As a country, the U.S. owes its bondholders almost $13.4 trillion. As individuals, Americans owe about $11.2 trillion. Unlike the national debt, however, household debt recently fell--for the first time in four years.

For the first time since early 2006, total household loan delinquency rates declined in 2010Q2. As of June 30, 11.4% of outstanding debt was in some stage of delinquency, compared to 11.9% on March 31, and 11.2% a year ago, according to a chart-rich report from the Federal Reserve Bank of New York.

Currently about $1.3 trillion of consumer debt is delinquent and $986 billion is seriously delinquent (at least 90 days late or “severely derogatory”). Delinquent balances are now down 2.9% from a year ago, but serious delinquencies are up 3.1%.

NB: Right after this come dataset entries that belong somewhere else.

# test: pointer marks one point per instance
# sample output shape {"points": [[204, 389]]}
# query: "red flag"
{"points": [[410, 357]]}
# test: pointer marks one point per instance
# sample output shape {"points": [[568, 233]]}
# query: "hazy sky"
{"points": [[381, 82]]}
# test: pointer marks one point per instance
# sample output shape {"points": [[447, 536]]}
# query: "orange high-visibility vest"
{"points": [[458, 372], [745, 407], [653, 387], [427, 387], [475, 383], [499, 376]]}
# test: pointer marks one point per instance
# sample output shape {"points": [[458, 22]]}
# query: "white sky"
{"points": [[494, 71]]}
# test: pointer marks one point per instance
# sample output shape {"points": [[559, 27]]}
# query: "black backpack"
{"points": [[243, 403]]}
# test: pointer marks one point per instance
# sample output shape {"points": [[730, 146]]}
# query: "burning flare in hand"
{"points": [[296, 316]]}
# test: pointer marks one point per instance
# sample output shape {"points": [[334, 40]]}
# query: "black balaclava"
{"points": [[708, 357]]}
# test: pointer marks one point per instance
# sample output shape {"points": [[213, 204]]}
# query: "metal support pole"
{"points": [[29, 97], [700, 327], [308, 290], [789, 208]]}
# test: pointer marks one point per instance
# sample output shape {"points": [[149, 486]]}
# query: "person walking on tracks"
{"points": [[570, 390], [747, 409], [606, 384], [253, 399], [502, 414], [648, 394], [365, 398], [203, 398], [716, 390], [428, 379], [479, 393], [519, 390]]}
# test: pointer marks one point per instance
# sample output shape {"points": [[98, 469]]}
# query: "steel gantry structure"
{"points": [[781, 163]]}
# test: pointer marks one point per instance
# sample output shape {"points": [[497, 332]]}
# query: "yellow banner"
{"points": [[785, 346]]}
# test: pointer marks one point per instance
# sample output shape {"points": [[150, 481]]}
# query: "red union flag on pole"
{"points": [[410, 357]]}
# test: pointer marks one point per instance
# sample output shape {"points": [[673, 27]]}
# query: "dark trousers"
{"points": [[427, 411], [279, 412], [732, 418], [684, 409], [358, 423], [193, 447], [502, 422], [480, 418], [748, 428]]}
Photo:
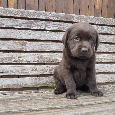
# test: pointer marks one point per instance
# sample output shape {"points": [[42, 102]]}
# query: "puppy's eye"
{"points": [[91, 39], [77, 38]]}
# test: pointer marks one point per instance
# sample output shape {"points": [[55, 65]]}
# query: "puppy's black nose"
{"points": [[84, 50]]}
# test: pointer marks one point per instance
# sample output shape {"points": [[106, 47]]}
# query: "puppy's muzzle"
{"points": [[84, 50]]}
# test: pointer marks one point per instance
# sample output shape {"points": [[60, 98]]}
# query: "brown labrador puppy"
{"points": [[77, 68]]}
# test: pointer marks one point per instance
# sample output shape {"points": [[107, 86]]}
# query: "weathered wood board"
{"points": [[44, 69], [45, 58], [44, 46], [54, 16], [43, 35]]}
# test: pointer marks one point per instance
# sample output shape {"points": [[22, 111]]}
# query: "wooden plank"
{"points": [[25, 46], [55, 16], [4, 3], [1, 3], [91, 8], [31, 35], [21, 4], [44, 46], [98, 7], [57, 26], [44, 69], [42, 5], [45, 58], [109, 8], [76, 7], [32, 5], [43, 35], [45, 81], [112, 9], [16, 4], [68, 6], [31, 57], [104, 8], [50, 5], [59, 6], [11, 3], [84, 7]]}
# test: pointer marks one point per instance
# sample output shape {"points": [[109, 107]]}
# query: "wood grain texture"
{"points": [[30, 46], [59, 6], [50, 5], [76, 9], [44, 69], [57, 26], [43, 35], [42, 5], [45, 58], [11, 3], [21, 4], [84, 7], [45, 81], [68, 6], [44, 46], [91, 8], [104, 8], [32, 5], [56, 16]]}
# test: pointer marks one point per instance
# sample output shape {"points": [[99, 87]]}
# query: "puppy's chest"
{"points": [[79, 76]]}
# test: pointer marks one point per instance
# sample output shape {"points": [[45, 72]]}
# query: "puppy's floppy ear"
{"points": [[97, 41], [65, 37]]}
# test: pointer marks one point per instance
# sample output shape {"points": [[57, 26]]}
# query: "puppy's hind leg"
{"points": [[60, 87]]}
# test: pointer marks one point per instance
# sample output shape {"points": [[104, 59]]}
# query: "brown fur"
{"points": [[77, 68]]}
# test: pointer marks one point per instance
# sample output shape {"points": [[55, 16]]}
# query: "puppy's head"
{"points": [[81, 39]]}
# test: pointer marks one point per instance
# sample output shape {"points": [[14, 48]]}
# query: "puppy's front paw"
{"points": [[71, 95], [60, 90], [97, 93]]}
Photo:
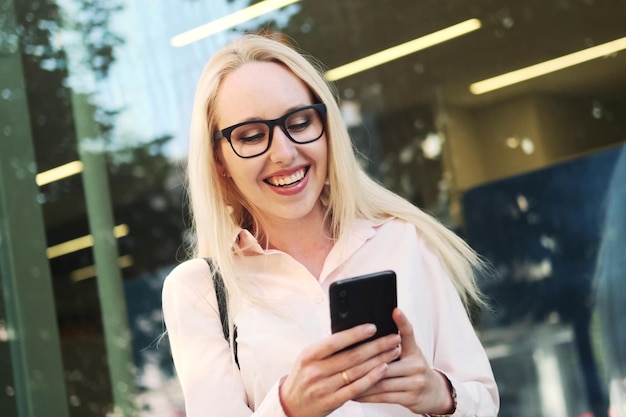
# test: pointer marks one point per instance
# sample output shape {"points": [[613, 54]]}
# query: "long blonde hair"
{"points": [[218, 210]]}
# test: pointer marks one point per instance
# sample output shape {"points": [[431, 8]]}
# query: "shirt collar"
{"points": [[361, 231]]}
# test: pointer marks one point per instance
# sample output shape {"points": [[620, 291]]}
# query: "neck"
{"points": [[307, 240]]}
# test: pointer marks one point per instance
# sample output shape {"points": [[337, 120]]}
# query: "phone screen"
{"points": [[367, 298]]}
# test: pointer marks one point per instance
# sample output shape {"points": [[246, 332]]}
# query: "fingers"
{"points": [[342, 340], [409, 345], [354, 367]]}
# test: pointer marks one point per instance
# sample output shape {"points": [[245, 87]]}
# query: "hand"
{"points": [[411, 382], [322, 378]]}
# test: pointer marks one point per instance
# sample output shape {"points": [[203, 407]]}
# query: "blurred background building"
{"points": [[504, 118]]}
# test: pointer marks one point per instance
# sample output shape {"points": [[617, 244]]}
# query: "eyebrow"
{"points": [[259, 119]]}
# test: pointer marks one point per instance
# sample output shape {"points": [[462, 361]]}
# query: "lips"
{"points": [[288, 180]]}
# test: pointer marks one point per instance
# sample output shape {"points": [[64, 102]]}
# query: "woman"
{"points": [[281, 207]]}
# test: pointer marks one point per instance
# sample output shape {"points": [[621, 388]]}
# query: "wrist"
{"points": [[453, 398]]}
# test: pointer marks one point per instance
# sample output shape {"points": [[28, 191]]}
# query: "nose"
{"points": [[282, 150]]}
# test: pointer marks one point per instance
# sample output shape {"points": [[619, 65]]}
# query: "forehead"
{"points": [[259, 90]]}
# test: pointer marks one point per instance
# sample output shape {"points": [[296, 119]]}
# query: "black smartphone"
{"points": [[367, 298]]}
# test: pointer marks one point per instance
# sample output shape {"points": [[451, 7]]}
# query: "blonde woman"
{"points": [[282, 209]]}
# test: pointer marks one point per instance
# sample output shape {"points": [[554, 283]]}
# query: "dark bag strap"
{"points": [[220, 293]]}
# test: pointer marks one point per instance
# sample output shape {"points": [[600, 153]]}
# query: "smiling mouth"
{"points": [[287, 181]]}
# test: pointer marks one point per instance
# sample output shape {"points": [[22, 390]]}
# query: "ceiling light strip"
{"points": [[229, 21], [90, 271], [81, 243], [403, 49], [58, 173], [547, 67]]}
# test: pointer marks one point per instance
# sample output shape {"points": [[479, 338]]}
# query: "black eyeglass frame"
{"points": [[271, 124]]}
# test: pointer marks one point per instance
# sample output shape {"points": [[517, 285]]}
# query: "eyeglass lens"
{"points": [[253, 138]]}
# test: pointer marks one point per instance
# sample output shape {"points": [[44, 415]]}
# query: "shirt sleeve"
{"points": [[210, 380], [458, 352]]}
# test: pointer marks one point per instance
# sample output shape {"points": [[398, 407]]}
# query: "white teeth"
{"points": [[293, 178]]}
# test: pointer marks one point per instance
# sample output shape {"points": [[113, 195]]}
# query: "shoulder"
{"points": [[193, 274]]}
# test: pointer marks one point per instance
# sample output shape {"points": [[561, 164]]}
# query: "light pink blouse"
{"points": [[268, 342]]}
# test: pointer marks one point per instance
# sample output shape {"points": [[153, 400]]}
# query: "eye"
{"points": [[249, 134], [299, 121]]}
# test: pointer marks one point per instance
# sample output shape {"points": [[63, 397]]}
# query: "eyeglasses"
{"points": [[254, 138]]}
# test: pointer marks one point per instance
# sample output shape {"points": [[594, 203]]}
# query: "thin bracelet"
{"points": [[454, 400]]}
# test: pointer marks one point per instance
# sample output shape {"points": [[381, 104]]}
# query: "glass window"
{"points": [[505, 119]]}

Aggregate consumer debt continued to decline in the second quarter, continuing its trend of the previous six quarters. As of June 30, 2010, total consumer indebtedness was $11.7 trillion, a reduction of $812 billion (6.5%) from its peak level at the close of 2008Q3, and $178 billion (1.5%) below its March 31, 2010 level. About three-quarters of household debt consists of mortgages.

The number of credit account inquiries within six months – an indicator of consumer credit demand –ticked up for the first time since 2007Q3. Credit cards have been the primary source of the reductions in accounts over the past two years, and during 2010Q2 the number of open credit card accounts fell from 385 to 381 million. The number of open credit card accounts on June 30 was down 23.2% from their 2008Q2 peak.

About 496,000 individuals had a foreclosure notation added to their credit reports between March 31 and June 30, an 8.7% increase from the 2010Q1 level of new foreclosures. Arizona, California, Florida and Nevada continue to indicate higher than average delinquency and foreclosure rates.

New bankruptcies noted on credit reports rose over 34% during the quarter, from 463,000 to 621,000. While we usually see jumps in the bankruptcy rate between the first and second quarter of each year, the current increase is higher than in the past few years, when it was around 20%.

Mortgage originations fell another 4.1% between 2010Q1 and 2010Q2, to $364 billion. While mortgage originations in 2010Q2 were 20.6% above their 2008Q4 trough, they remain more than 50% below their average levels of 2003-2007. Auto loan originations rose 25% in the second quarter, and were nearly 32% above their trough levels of 2009Q1. Still, auto loan origination balances remain well below their levels of 2005-2006.

About 2.6% of current mortgage balances transitioned into delinquency during 2010Q2, continuing the decline in this measure observed over the last year. Transitions from early (30-60 days) into serious (90 days or more) delinquency improved sharply in 2010Q2, falling from 39% to 33%, the lowest rate of deterioration since 2008Q2.

Nonetheless, despite recent improvements in this rate and the “cure” rate – transitions from delinquency to current status, which rose to nearly 30% – both remain at very unfavorable levels by pre-crisis standards.